Engaging stakeholders such as smart buildings consultants earlier in the design and planning phases of a new build project can help projects deliver joined-up thinking, clearer more concise technical specifications, and ultimately more adaptable and interoperable smart buildings solutions.
Meanwhile, involving interdisciplinary teams in the planning and delivery of smart building projects can also help ensure a more holistic and integrated approach to the project.
By analyzing stakeholder priorities, several opportunities for alignment and collaboration can be identified. For instance, both the design team and tenant/occupant stakeholders prioritize occupant satisfaction and comfort. By involving tenant representatives during the design phase, architects and engineers can better understand the needs of the building users and design spaces that enhance the occupant experience.
Similarly, Memoori’s analysis reveals further potential synergies between stakeholders in areas such as system integration, risk mitigation, and energy efficiency. If they are engaged effectively during the technical design and construction phases of a project, smart buildings consultants, systems integrators and vendors of IoT platforms can more effectively collaborate with the design team to develop the kinds of shared data frameworks and interoperable data architectures that help ensure a more seamless integration of smart technologies into the building's infrastructure.
By working together, these stakeholders can address commonly faced challenges related to interoperability, scalability, and cybersecurity, resulting in more future-proofed, robust and user-friendly end results.
Aligning stakeholder interests is certainly not without its challenges, however. Securing buy-in from C-suite executives and cross-functional teams can be a significant barrier to getting projects off the ground. Agreeing on common project goals, KPIs, and systems deliverables can help build consensus across the business, improving returns and delivering more targeted outcomes. A failure to address stakeholder concerns during the project planning process can lead to breakdowns in communication and ultimately hinder project success.

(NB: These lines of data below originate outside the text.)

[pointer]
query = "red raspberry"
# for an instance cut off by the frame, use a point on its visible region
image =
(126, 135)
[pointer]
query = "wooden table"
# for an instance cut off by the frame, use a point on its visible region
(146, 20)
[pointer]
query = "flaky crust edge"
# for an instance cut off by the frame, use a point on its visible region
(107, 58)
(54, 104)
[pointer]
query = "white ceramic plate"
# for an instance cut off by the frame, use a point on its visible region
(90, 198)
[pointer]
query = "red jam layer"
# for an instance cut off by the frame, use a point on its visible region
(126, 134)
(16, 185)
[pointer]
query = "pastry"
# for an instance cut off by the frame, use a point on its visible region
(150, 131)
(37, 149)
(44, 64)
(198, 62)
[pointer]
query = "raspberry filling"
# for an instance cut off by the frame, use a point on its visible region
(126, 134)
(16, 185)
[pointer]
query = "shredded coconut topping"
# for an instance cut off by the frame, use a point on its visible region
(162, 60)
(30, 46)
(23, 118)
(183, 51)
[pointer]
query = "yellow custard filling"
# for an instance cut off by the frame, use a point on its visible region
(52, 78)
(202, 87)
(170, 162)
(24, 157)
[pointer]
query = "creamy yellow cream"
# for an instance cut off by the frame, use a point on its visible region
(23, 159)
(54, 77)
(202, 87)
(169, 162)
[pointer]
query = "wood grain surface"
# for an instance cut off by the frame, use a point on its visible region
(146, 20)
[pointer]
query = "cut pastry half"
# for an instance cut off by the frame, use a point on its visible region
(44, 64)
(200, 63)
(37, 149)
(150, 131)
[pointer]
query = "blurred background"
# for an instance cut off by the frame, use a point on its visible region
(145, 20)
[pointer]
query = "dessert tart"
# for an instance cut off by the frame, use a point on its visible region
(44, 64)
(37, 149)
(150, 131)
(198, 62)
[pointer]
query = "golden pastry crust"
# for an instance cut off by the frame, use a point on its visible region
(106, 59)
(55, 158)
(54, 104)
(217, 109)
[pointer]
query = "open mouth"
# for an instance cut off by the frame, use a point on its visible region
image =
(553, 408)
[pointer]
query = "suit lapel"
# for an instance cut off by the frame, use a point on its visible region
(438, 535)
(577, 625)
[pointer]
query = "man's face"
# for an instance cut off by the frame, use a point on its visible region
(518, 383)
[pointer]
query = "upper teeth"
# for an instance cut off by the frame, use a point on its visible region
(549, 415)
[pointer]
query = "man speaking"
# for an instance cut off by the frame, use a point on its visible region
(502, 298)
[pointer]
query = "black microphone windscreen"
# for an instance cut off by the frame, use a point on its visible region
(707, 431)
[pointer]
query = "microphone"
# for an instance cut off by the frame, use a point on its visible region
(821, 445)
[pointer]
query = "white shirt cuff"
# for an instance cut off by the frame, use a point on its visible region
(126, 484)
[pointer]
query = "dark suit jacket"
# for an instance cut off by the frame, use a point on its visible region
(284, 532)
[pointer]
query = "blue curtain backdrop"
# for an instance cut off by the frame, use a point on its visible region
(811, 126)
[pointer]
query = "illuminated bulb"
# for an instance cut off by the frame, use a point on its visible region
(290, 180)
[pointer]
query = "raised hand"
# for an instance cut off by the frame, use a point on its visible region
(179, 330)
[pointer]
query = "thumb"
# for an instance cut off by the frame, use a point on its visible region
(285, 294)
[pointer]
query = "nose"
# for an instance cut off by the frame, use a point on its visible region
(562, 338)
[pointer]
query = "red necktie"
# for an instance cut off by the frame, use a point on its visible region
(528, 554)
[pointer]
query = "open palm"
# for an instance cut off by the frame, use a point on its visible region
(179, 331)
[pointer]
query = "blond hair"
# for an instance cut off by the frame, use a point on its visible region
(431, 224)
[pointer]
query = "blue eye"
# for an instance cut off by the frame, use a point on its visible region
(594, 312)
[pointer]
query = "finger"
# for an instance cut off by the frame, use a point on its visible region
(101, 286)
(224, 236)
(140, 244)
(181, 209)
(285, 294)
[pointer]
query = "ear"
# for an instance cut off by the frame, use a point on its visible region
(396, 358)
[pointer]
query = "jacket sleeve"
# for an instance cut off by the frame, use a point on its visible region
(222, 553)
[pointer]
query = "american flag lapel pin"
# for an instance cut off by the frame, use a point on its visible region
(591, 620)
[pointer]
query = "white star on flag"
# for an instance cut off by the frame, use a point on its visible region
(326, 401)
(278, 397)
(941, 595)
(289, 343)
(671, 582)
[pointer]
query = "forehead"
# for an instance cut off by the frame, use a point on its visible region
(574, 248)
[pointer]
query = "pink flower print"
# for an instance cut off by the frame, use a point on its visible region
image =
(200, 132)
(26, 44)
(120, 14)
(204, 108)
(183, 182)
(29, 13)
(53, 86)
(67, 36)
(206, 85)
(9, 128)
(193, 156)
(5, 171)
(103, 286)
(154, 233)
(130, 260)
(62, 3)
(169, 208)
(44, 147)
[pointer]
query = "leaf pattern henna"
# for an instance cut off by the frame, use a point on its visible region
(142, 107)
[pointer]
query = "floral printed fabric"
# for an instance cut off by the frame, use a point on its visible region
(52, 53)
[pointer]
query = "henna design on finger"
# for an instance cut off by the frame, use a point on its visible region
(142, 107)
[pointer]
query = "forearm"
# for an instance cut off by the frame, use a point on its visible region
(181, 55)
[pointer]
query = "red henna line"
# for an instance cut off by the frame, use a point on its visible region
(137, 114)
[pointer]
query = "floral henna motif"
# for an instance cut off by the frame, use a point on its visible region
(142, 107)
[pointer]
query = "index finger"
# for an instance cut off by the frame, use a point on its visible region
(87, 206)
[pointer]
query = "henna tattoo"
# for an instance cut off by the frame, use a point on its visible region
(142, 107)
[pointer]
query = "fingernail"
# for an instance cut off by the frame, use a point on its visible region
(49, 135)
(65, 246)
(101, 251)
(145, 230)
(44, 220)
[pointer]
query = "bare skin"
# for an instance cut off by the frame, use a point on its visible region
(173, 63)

Industry Initiatives and Future Outlook
Memoori has long lamented the lack of joined-up thinking and integration of smart building-specific expertise into the planning and design processes for buildings, and we are therefore encouraged to also see other organisations also exploring the challenges and modifications to traditional approaches and thinking that will be required to bring about change. In this regard, readers may also be interested in the Cisco-led Smart Building Overlay to the RIBA plan of work (currently a straw man for discussion), which is also seeking to nudge the industry towards consideration of digital capability earlier in the building design process.
Whatever approach is ultimately taken, our research and engagement with stakeholders across the supply chain leads us to believe that as the complexity and importance of IoT technology continues to rise, effective stakeholder alignment remains vital for the successful development and implementation of smart building projects.
By fostering improved collaboration, understanding shared objectives, and improving communication and coordination among stakeholders, smart buildings projects can achieve more effective, efficient, and user-friendly outcomes. By adopting a holistic approach and involving all relevant stakeholders from the earliest stages, the smart building industry can continue to evolve and deliver increasingly innovative and valuable solutions.
What strategies have you found most effective in aligning stakeholder interests and fostering collaboration in smart buildings projects?